6 January 2016 Insurance

US P&C composite rate down 4 percent in December

Insurers continue to fight for market share and, as a result, the US property and casualty (P&C) composite rate was down 4 percent in December, according to US-based insurance exchange MarketScout.

The company’s historical barometer reflects a mean average rate increase of 30 percent in calendar year 2002. For 2007, the mean average decrease was 13 percent. According to MarketScout the current environment is relatively benign in relation to these volatile years.

For December 2015, by coverage classification, property, umbrella, workers’ compensation, professional liability, fiduciary, and surety rates were all more competitive than in November 2015, said MarketScout.

According to account size, all accounts up to $1,000,000 in premium enjoyed rate reductions in December 2015, which were more aggressive than in November 2015.

Its data also showed that jumbo accounts, those over $1,000,000 in premium, were stable  at a 4 percent reduction.

By industry classification, rates in all industries were down more aggressively in December 2015 than in November 2015.

The National Alliance for Insurance Education and Research conducted pricing surveys used in MarketScout's analysis of market conditions.

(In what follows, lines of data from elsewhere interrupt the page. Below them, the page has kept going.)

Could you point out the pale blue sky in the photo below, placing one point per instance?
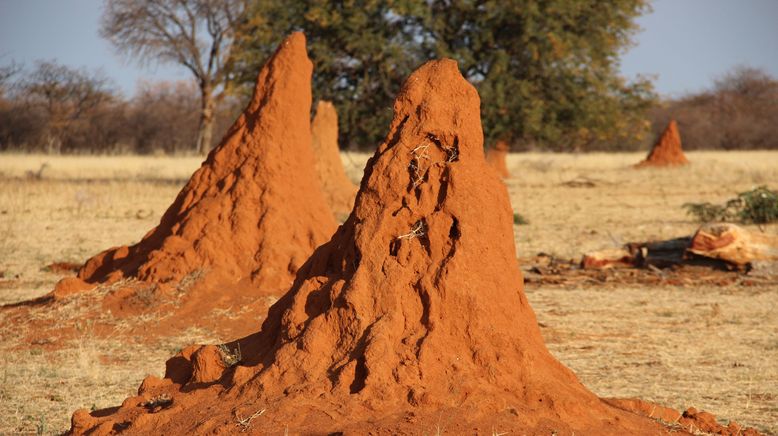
(685, 44)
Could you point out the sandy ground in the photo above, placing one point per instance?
(713, 348)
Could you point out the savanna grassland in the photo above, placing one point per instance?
(711, 347)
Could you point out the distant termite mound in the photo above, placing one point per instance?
(496, 158)
(667, 151)
(412, 316)
(338, 189)
(254, 211)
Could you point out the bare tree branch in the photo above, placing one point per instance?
(197, 34)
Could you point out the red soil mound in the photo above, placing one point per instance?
(667, 151)
(495, 156)
(254, 211)
(412, 316)
(338, 189)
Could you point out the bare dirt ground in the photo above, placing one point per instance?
(711, 347)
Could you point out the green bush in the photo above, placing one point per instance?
(757, 206)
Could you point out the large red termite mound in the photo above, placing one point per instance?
(254, 211)
(496, 157)
(412, 316)
(338, 189)
(667, 151)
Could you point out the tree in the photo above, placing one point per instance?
(67, 100)
(738, 112)
(197, 34)
(362, 51)
(546, 70)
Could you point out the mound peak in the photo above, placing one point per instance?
(254, 210)
(667, 151)
(414, 311)
(338, 189)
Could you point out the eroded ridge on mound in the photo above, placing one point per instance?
(496, 156)
(254, 210)
(412, 315)
(667, 151)
(338, 189)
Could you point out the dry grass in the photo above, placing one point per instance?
(712, 348)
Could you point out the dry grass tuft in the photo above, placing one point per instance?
(714, 348)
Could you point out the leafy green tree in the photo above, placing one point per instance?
(362, 52)
(547, 71)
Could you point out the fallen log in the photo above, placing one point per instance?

These surveys help to further corroborate MarketScout's actual findings, mathematically driven by new and renewal placements across the United States.

Market cycles are part of our life, be it insurance, real estate, interest rates or the price of oil,” said Richard Kerr, chief executive officer of MarketScout.

“Market cycles are going to occur without question. The only questions are when, how much and how long.

“While it may seem the insurance industry has already been in a prolonged soft market cycle, we are only four months in. The market certainly feels like it has been soft for much longer, because rates bumped along at flat or plus 1 to 1.1 percent from July 2014 to September 2015.

“The technical trigger of a soft market occurs when the composite rate drops below par for three consecutive months.”

MarketScout has been tracking the US property and casualty market since July 2001. Kerr profiled the cycles.

Kerr said that the length and veracity of the market cycles has become less volatile in the last five or six years, meaning the impact of a hard or soft market in today’s environment may be 5 or 6 percent up or down.

“Can you imagine how we would react today in a market such as that of July 2002 when the composite rate was up 32 percent? Or in December 2007 when the composite rate was down 16 percent?,” he said.

“Underwriters today have better tools to price their products and forecast losses.”

Kerr said that the chances of a rogue underwriter or company are greatly reduced by the industries’ checks and balances.

“There may be less excitement but there are probably far fewer CEO heart attacks,” he said.